Should I have children? Why society’s idealisation of motherhood benefits no one

a line drawing of a mother with her child

Dr Pragya Agarwal explores society's expectations of motherhood.

Mothers – and non-mothers. Our language creates the falsehood that being with a child is a norm. Words like childless or childfree firmly place the person without a child as the one lacking. Women who decide not to have children are marked as outsiders by our social and cultural norms.

And the expectation is not just that women will be mothers – it is that they will be the right kind of mother.

Women commonly search for the perfect time to be pregnant, delaying pregnancy decisions. This might seem like autonomy, but it is often a consequence of the vast gender inequality still existing in our society. Women lack the privilege and support to have children at “less convenient” times.

This is because no matter what we want to believe, women do not have the same status as men. They carry more mental and emotional labour at home, working longer hours than men who are fathers.

And although there has been a significant rise in the number of single parents in the UK, there are still many barriers – social and practical – to going solo.

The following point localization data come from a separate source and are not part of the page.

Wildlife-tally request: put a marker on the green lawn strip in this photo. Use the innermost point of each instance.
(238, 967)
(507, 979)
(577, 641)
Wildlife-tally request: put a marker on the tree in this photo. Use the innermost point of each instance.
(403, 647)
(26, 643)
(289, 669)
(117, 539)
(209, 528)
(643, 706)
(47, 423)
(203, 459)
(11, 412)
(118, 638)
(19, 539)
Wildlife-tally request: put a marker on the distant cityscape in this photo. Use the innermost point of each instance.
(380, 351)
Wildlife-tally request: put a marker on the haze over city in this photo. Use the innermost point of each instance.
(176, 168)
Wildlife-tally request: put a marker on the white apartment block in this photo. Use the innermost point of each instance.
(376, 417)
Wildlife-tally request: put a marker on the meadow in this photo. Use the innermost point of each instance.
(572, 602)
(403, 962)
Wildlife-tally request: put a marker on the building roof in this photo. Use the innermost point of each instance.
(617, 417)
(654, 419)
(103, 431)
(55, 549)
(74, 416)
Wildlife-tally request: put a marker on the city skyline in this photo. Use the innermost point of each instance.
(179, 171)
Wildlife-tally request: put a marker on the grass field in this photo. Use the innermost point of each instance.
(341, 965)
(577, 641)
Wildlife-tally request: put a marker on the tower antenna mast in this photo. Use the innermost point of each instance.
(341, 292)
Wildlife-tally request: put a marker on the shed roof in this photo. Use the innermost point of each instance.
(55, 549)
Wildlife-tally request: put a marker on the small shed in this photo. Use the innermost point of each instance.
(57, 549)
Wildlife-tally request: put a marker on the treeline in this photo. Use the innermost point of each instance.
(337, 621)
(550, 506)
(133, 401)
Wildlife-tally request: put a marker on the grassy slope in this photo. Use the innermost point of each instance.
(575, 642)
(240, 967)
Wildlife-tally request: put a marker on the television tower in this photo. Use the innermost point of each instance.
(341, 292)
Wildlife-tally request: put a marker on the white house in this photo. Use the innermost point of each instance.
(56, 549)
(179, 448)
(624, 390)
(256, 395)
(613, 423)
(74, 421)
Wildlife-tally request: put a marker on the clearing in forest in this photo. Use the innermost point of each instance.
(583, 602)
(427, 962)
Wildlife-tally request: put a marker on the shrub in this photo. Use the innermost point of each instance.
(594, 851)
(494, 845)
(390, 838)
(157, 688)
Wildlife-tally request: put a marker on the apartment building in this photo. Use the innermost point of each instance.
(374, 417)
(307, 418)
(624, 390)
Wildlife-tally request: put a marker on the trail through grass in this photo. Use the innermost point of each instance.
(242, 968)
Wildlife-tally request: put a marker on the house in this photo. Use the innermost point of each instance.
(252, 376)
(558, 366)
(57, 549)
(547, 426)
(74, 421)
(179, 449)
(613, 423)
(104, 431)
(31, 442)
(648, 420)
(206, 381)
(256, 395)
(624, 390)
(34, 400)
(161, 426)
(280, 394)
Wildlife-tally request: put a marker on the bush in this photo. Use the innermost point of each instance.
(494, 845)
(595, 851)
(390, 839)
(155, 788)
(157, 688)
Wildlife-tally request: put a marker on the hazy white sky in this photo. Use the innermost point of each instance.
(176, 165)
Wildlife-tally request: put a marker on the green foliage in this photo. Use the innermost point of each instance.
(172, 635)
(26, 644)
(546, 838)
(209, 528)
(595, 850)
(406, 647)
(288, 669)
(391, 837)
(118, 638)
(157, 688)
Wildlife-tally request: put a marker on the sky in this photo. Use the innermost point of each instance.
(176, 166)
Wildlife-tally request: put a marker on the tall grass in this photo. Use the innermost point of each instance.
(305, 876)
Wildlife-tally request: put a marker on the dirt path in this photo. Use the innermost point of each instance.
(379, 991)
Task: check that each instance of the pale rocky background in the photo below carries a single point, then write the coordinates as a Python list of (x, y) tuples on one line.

As poet and essayist Adrienne Rich wrote in her work Of Woman Born:

The ‘childless woman’ and the ‘mother’ are a false polarity, which has served the institutions both of motherhood and heterosexuality.

The idealisation of motherhood undermines all women, irrespective of their own choices, as I write in my book (M)otherhood: On the choices of being a woman.

The reasons people do not want to have children may be culturally, socially, environmentally and financially motivated. These can be individual choices – or people might be childfree not by choice.

I continue to wonder if, even in this era of unprecedented freedom and choice, women are really free to understand their own reproductive options or have the autonomy to shape these decisions.